Take this as a friendly reminder to watch out for how much strawberry rhubarb pie you’re about to eat this summer. Why? Because rhubarb leaves, which aren’t supposed to be used in baking or cooking at all, contain oxalic acid, which can cause kidney stones. It only takes 11 pounds of leaves to kill you, but way less than that in a pie to make you sick.
Elderberries are famously used in jams, wines, and teas. All of this is very surprising, given that their seeds and leaves contain high levels of the fatal cyanide-producing glycoside. If the fruit isn’t strained properly or is too unripe, you should avoid using it, because it can cause severe nausea and even coma, or death.
You only need a cup of incorrectly prepped elderberry juice, wine, or even tea, to feel sick, but you would have to drink up to five glasses to be in danger.
You might not know the word cassava, but you definitely know it by another name, and that is tapioca, especially if you’re a fan of boba or bubble tea. This is a root veggie that’s been cultivated in South America, and it can be quite delicious when it’s made correctly.
If it’s prepared the wrong way or eaten raw, cassava has this funny tendency (not funny ha-ha, but scary funny) to turn into hydrogen cyanide. There are two types of cassava, sweet and bitter. The sweet version is 50 times less deadly.
The pits of cherries, just like plums, peaches, and apricots, have compounds that our bodies can turn into cyanide. These other fruits happen to have larger pits, which makes them harder to be swallowed. Luckily, unless you crack open a cherry pot, which can be hard enough, it’s highly unlikely for you to get sick.

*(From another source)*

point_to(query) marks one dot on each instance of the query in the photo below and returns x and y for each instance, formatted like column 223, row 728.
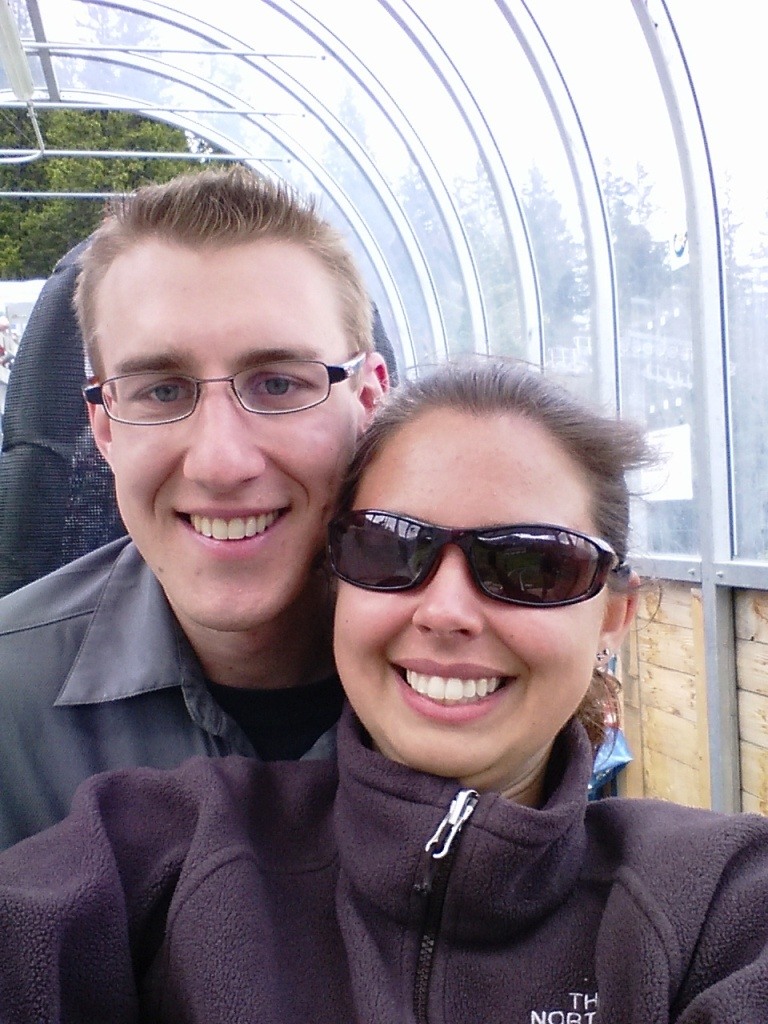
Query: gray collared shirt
column 95, row 674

This fruit comes from Jamaica and is the favorite fruit of the island. Even so, it can be one of the world’s deadliest foods, if it isn’t prepped correctly. First and foremost, the yellow parts of the ackee should be eaten, and the yellow bits have to be cooked just right in order to be edible.
What’s the most important thing about preparing ackee is timing. Eating even a small bite of fruit when it’s too ripe or not ripe enough can easily turn into “Jamaican vomiting sickness”.